A probabilistic classifier scheme was used for indoor localization at the room level. Introduced in (Breiman, 2001) and shown to be useful for WiFi localization in (Balaguer, Erinc, & Carpin, 2012), random forests are ensemble learners that use a collection of decision trees to classify test observations. Here, observations are the relative signal strengths of WiFi access points visible to the mobile device.

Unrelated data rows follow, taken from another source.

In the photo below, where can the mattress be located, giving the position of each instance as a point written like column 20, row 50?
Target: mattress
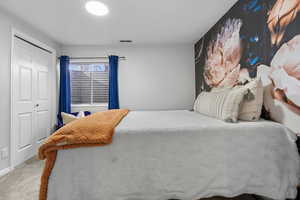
column 158, row 155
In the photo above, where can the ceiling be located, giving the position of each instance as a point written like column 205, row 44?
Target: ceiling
column 143, row 21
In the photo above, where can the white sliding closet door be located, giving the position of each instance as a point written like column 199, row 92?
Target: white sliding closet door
column 31, row 116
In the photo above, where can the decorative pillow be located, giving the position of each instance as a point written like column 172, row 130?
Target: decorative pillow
column 67, row 118
column 251, row 107
column 223, row 104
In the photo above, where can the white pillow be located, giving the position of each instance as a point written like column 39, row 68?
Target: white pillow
column 67, row 118
column 223, row 104
column 250, row 109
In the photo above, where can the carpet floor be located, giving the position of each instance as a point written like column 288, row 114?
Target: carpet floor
column 23, row 183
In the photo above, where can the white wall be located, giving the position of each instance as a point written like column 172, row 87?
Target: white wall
column 151, row 77
column 7, row 22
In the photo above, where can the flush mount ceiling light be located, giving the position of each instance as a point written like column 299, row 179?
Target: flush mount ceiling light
column 96, row 8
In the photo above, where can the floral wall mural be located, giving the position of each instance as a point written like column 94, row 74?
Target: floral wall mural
column 256, row 38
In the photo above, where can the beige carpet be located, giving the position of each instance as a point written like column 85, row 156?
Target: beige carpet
column 23, row 183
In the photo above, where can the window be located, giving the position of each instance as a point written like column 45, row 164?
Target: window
column 89, row 83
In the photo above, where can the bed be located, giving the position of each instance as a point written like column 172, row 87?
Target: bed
column 160, row 155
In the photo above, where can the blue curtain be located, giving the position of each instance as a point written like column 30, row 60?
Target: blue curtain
column 65, row 85
column 113, row 99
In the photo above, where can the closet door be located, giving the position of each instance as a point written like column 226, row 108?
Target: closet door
column 30, row 100
column 42, row 62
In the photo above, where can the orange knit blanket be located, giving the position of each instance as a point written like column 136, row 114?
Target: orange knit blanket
column 93, row 130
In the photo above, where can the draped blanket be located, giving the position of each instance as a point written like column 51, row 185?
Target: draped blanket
column 93, row 130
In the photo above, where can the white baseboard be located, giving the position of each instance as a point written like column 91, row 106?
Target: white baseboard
column 5, row 171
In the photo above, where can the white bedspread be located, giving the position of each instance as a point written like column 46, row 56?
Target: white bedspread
column 181, row 155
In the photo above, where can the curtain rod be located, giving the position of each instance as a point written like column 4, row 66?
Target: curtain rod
column 92, row 58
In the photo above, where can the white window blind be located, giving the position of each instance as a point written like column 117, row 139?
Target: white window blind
column 89, row 83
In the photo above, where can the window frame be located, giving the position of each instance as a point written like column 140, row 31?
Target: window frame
column 92, row 104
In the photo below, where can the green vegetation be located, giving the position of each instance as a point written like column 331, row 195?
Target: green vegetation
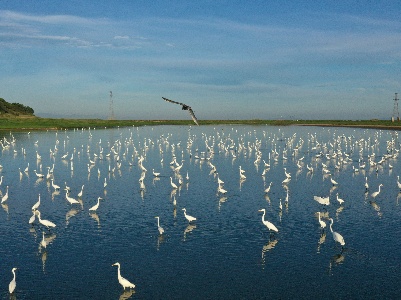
column 14, row 109
column 15, row 116
column 36, row 123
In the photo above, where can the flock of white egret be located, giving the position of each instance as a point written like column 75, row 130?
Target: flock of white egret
column 255, row 156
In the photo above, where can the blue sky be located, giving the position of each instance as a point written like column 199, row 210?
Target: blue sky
column 226, row 59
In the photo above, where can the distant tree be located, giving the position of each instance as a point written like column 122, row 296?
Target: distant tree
column 14, row 108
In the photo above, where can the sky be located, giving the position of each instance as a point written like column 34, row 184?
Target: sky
column 226, row 59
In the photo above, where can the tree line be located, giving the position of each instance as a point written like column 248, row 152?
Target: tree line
column 14, row 108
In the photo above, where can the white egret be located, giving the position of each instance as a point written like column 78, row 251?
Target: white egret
column 67, row 187
column 341, row 201
column 336, row 236
column 268, row 224
column 124, row 282
column 81, row 192
column 156, row 174
column 398, row 182
column 46, row 223
column 39, row 175
column 172, row 183
column 13, row 283
column 55, row 186
column 267, row 190
column 241, row 173
column 161, row 230
column 374, row 195
column 221, row 190
column 96, row 206
column 321, row 200
column 5, row 197
column 36, row 205
column 188, row 217
column 321, row 222
column 32, row 219
column 70, row 199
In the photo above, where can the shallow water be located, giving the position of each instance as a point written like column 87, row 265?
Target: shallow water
column 227, row 252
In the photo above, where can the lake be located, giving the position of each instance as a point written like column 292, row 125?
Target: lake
column 227, row 253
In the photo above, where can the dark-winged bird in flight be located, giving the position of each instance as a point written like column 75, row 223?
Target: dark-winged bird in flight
column 184, row 107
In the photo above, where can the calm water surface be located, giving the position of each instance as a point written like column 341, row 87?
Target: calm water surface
column 227, row 253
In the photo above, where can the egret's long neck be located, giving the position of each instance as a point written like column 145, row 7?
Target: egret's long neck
column 118, row 271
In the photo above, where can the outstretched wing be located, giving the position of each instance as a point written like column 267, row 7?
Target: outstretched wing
column 191, row 112
column 185, row 107
column 168, row 100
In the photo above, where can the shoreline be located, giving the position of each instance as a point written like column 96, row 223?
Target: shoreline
column 35, row 123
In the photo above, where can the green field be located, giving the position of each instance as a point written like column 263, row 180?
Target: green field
column 35, row 123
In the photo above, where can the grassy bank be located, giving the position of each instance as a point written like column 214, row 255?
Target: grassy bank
column 35, row 123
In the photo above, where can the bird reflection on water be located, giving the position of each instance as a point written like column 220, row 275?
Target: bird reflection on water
column 200, row 197
column 268, row 247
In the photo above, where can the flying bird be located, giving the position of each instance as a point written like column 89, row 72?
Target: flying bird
column 185, row 107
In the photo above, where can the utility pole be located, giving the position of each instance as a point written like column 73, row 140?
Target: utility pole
column 111, row 109
column 396, row 113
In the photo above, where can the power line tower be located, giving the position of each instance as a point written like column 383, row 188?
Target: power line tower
column 111, row 108
column 396, row 113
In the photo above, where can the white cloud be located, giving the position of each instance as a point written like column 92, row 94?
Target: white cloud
column 121, row 37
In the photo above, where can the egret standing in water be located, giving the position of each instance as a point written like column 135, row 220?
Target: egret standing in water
column 374, row 195
column 336, row 236
column 269, row 225
column 124, row 282
column 5, row 197
column 96, row 206
column 161, row 230
column 46, row 223
column 322, row 223
column 13, row 283
column 36, row 205
column 188, row 217
column 81, row 192
column 174, row 186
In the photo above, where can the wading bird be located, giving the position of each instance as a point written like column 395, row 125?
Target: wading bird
column 336, row 236
column 13, row 284
column 269, row 225
column 124, row 282
column 188, row 217
column 46, row 223
column 161, row 230
column 96, row 206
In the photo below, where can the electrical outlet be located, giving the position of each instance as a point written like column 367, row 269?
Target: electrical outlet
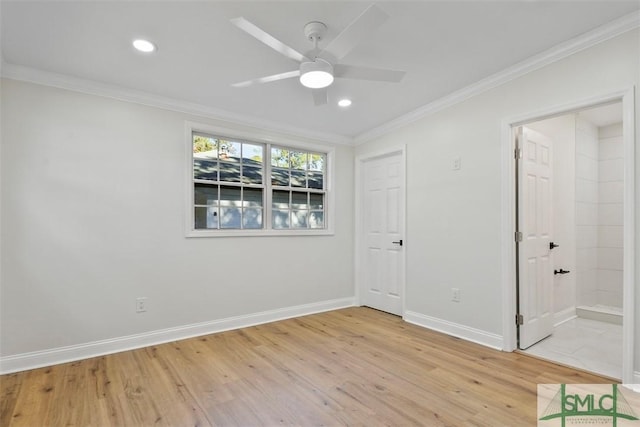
column 455, row 294
column 141, row 304
column 456, row 164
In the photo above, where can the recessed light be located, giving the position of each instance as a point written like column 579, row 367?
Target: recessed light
column 144, row 45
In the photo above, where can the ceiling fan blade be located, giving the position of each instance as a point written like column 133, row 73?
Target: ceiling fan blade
column 320, row 96
column 362, row 26
column 268, row 39
column 268, row 79
column 366, row 73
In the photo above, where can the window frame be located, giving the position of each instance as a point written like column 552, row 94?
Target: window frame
column 268, row 141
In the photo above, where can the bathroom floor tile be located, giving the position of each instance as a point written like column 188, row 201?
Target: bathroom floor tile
column 585, row 344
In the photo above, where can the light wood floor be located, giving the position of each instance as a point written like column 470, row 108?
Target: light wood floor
column 355, row 366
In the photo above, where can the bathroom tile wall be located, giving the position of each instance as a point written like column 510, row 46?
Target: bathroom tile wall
column 610, row 216
column 587, row 189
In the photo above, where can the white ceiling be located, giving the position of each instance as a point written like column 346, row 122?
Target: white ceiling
column 443, row 45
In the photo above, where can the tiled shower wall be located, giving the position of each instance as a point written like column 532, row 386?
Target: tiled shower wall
column 610, row 216
column 599, row 202
column 587, row 156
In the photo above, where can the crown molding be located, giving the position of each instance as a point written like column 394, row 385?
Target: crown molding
column 46, row 78
column 605, row 32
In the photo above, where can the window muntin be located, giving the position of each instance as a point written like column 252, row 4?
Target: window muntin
column 228, row 183
column 230, row 191
column 298, row 189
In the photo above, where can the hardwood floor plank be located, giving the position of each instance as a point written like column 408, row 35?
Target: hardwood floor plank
column 355, row 366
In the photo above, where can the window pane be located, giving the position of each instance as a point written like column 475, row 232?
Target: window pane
column 205, row 147
column 205, row 169
column 205, row 194
column 298, row 160
column 280, row 157
column 229, row 172
column 229, row 150
column 280, row 177
column 251, row 175
column 299, row 219
column 280, row 200
column 316, row 220
column 206, row 218
column 229, row 217
column 316, row 201
column 298, row 178
column 316, row 180
column 252, row 154
column 229, row 196
column 252, row 218
column 252, row 197
column 280, row 219
column 298, row 200
column 316, row 162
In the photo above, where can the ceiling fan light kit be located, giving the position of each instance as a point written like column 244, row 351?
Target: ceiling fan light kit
column 316, row 74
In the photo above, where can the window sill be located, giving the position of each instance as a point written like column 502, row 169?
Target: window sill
column 257, row 233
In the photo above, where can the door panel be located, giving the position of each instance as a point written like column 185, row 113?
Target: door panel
column 383, row 203
column 535, row 281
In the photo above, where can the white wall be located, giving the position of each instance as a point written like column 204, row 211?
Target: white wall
column 454, row 217
column 610, row 219
column 93, row 206
column 562, row 132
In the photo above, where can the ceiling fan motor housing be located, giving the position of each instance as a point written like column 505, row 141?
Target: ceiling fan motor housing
column 315, row 31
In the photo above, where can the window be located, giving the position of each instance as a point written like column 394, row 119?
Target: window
column 241, row 187
column 297, row 181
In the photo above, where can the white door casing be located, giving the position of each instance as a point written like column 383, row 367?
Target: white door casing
column 535, row 278
column 382, row 215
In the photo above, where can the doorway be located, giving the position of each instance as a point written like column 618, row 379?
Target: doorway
column 571, row 297
column 380, row 218
column 584, row 280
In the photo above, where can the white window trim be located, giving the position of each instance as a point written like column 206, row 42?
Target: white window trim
column 264, row 138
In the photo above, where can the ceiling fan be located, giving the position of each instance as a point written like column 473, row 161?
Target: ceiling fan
column 318, row 69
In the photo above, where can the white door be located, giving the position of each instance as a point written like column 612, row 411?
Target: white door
column 382, row 211
column 535, row 278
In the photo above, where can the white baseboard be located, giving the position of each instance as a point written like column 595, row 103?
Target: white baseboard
column 564, row 316
column 54, row 356
column 461, row 331
column 635, row 385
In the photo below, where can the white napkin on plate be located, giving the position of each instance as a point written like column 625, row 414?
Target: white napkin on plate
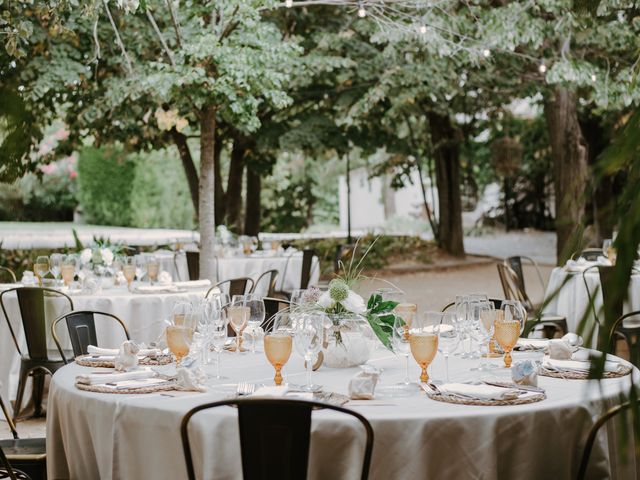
column 112, row 352
column 193, row 284
column 482, row 392
column 101, row 378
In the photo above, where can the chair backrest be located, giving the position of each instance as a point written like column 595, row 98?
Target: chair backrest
column 81, row 326
column 307, row 263
column 593, row 434
column 31, row 303
column 344, row 253
column 6, row 271
column 271, row 307
column 193, row 265
column 270, row 276
column 274, row 437
column 235, row 286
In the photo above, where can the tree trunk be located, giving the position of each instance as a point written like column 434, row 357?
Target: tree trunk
column 189, row 167
column 253, row 206
column 207, row 192
column 445, row 140
column 221, row 206
column 569, row 153
column 233, row 197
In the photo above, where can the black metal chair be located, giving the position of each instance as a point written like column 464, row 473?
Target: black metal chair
column 6, row 271
column 274, row 437
column 271, row 307
column 81, row 326
column 511, row 286
column 37, row 362
column 234, row 286
column 593, row 434
column 270, row 276
column 28, row 455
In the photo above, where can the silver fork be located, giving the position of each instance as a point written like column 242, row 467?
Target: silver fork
column 245, row 388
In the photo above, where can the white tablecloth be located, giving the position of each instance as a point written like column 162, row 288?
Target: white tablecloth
column 288, row 266
column 92, row 436
column 572, row 298
column 143, row 314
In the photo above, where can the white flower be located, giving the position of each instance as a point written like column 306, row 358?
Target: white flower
column 107, row 256
column 85, row 256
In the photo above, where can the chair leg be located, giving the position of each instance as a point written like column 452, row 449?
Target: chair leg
column 39, row 378
column 24, row 374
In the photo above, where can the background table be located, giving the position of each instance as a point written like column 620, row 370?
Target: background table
column 572, row 300
column 289, row 267
column 93, row 436
column 143, row 314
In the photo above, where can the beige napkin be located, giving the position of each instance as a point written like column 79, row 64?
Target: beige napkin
column 112, row 352
column 481, row 392
column 101, row 378
column 193, row 284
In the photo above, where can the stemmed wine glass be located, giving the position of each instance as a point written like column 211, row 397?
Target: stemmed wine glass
column 423, row 342
column 55, row 264
column 256, row 316
column 308, row 334
column 239, row 313
column 401, row 346
column 509, row 327
column 41, row 267
column 153, row 268
column 278, row 343
column 448, row 335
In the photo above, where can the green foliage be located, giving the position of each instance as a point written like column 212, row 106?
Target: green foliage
column 106, row 181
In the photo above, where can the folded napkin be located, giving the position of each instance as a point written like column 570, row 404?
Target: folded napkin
column 481, row 392
column 579, row 365
column 112, row 352
column 193, row 284
column 101, row 378
column 270, row 392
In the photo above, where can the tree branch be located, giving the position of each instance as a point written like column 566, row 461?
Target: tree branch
column 118, row 38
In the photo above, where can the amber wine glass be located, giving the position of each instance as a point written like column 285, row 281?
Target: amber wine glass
column 238, row 314
column 179, row 338
column 423, row 342
column 509, row 326
column 41, row 267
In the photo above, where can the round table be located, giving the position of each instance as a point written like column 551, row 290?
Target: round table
column 572, row 298
column 91, row 435
column 143, row 314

For activity recognition, we fuse features derived from non-overlapping windows of accelerometry data, as proposed in (Frank, Mannor, Pineau, & Precup, 2012; Hicks et al., 2011), with an average speed estimate derived from the sequence of GPS fixes.  We consider the mean and Fourier series coefficients of the accelerometry time series combined with the GPS speed estimate to learn a single decision tree, similar to (Hicks et al., 2011), capable of distinguishing between stationary, walking, wheeling, and vehicle motion.

To evaluate the indoor localization, we collected 5 datasets in a variety of indoor environments including 3 homes, 1 apartment and 1 office environment. To further test the robustness of the classifier five simulated datasets, that are modified versions of the originals, were created, where each observation vector had 20% of its access point observations set as if the access point was turned off (to simulate conditions with many fewer visible access points).  Across all datasets, the random forests had an average classification accuracy of 91% (Dewancker, 2014). To test our activity classifier, training and test data was collected with the phone in four configurations. The user either walked or used a wheelchair and either had the phone placed in their front pocket or backpack. Across all classes on the test data the minimum accuracy for activity classification was 95% (Dewancker, 2014).

Data Visualization

Figure 1:  Pie Charts Summarizing Distribution of Activities and Rooms. This picture shows a website screenshot displaying 2 typical pie charts. The left pie chart displays the breakdown of Activity classes into: Stationary, Wheeling, or Vehicle Use. The right pie chart displays the breakdown of room-level indoor localization in terms of time spent by a user within each room. Figure 1:  Pie Charts Summarizing Distribution of Activities and Rooms

A visualization component is present in many lifespace and actigraphy applications and is key to guiding data interpretation (Fitbit Inc., 2013; Hicks et al., 2011; Schenk et al., 2011). MobiSense provides user feedback and summarization visualizations through a custom web client. Many of the visualizations are styled after the lifespace visualizations presented in (Schenk et al., 2011). First a user specifies the date range to be summarized. A slide bar with two adjustable ends allows for selection over the range of dates that the user collected data. The user also has the option of visualizing each individual day over that range (Daily), or an aggregate summarization (Total). Once a range has been selected the site generates requests for the three summary streams from the MobiSense server.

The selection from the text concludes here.